As we can see from the gatling report above, all 30 concurrent requests have ~5s response time, ranging from 5.4s to 5.5s. This can be seen in details through the logs:


This can be summarized by the following sequence diagram:




As a bonus, here is the WRONG way to use Spring Webflux:

@GetMapping(path = "studentsreactiveblocking", produces = MediaType.APPLICATION_JSON_VALUE)
public Result getStudentsWebClientBlocking() throws Exception {
return studentService.getStudentsWebClientBlocking(createResultObject());
}
public Result getStudentsWebClientBlocking(Result result) {

Result block = client.get().uri("/customerinfo")
.retrieve()
.bodyToMono(Student[].class)
.map(p -> {
result.setStudents(Arrays.asList(p));
result.setEndDtm(LocalDateTime.now());
return result;
}).block();
result.setStudents(block.getStudents());
result.setEndDtm(LocalDateTime.now());
return result;
}

And the result of the wrong way:


As we can see, with blocking WebClient, WebFlux pretty much downgraded to just another overly complicated api call using RestTemplate


Scenario 2: No performance gain when the WAITING is due to CPU intensive process

There will not be any performance gain if:

  • Concurrent requests exceed server thread counts and
  • Significant processing time is spent on CPU intensive work

Spring Web MVC

In this scenario, the long running CPU intensive process is calculating PI through 1 million iterations.

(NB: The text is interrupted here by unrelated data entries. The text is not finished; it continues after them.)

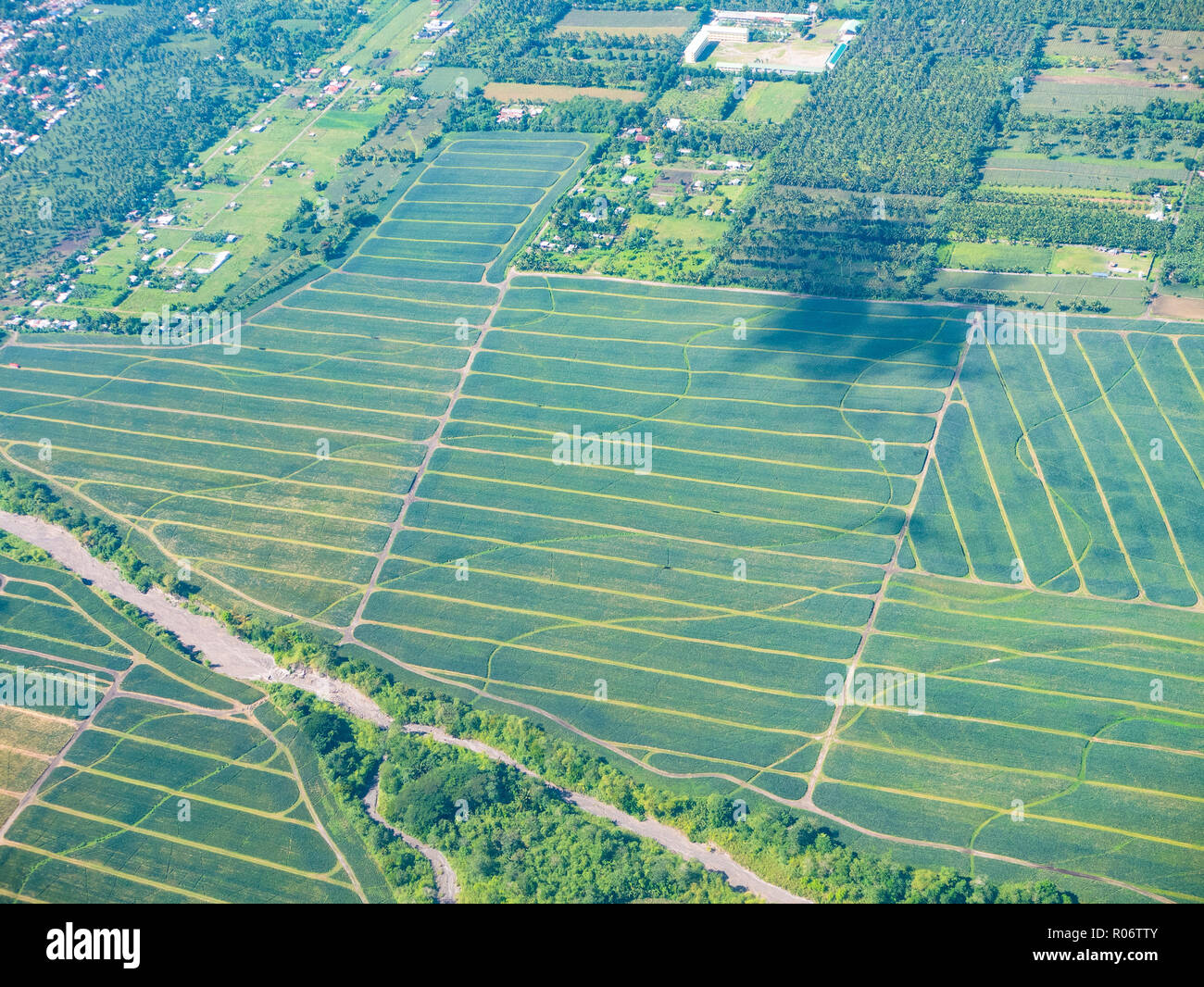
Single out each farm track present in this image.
[0,512,807,902]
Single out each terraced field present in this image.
[908,319,1204,608]
[0,135,1204,900]
[0,133,589,625]
[356,277,964,798]
[0,546,392,903]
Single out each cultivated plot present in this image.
[0,133,590,625]
[908,320,1204,609]
[356,276,964,797]
[0,555,392,903]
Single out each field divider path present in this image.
[340,273,512,644]
[791,334,970,804]
[0,512,811,904]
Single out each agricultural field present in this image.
[0,133,590,625]
[28,0,470,319]
[356,276,964,798]
[553,7,696,37]
[983,151,1187,192]
[1044,24,1204,81]
[731,81,808,124]
[0,539,392,903]
[814,575,1204,902]
[930,269,1150,317]
[1020,69,1201,117]
[485,81,646,103]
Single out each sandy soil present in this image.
[0,510,810,904]
[364,783,460,906]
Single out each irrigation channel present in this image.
[0,510,813,904]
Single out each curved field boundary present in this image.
[0,512,811,904]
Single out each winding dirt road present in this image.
[0,510,813,904]
[364,781,460,906]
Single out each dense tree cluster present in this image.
[942,188,1174,250]
[1162,184,1204,288]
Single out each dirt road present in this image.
[0,510,811,904]
[364,782,460,906]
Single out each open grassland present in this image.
[0,546,390,903]
[731,81,809,123]
[983,151,1188,192]
[0,135,587,623]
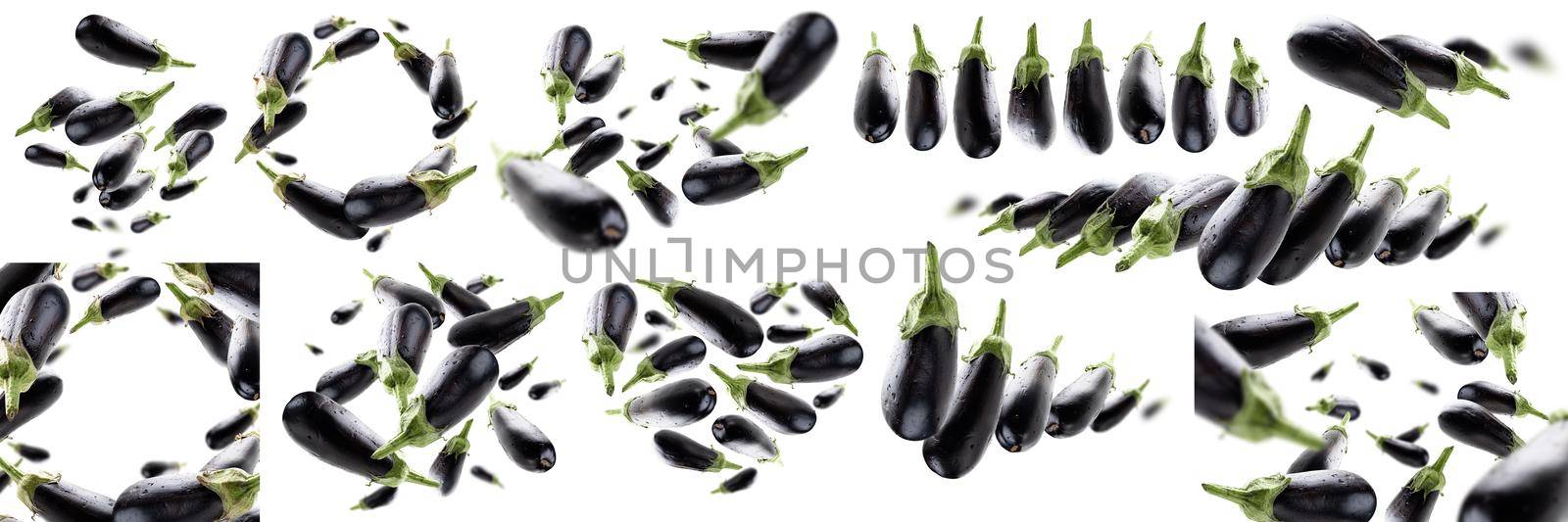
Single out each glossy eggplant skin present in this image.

The result of non Spring Reactive code is as follow:
@GetMapping(path = "calcpi", produces = MediaType.APPLICATION_JSON_VALUE)
public Result calcPi(@RequestParam Long itr) throws Exception {
return studentService.calculatePi(itr, createResultObject());
}
public Result calculatePi(final long iterations, Result result) {
result.setPiResult(calcPi(iterations));
result.setEndDtm(LocalDateTime.now());
return result;
}


As we can see from the gatling report above, the first 10 requests have ~13s response time, the next 10 requests have ~26s response time and the last 10 requests have exceeded the timeout period and failed. 

Spring WebFlux

Meanwhile the Spring WebFlux code results is pretty much similar, if not, even worse:

@GetMapping(path = "calcpireactive", produces = MediaType.APPLICATION_JSON_VALUE)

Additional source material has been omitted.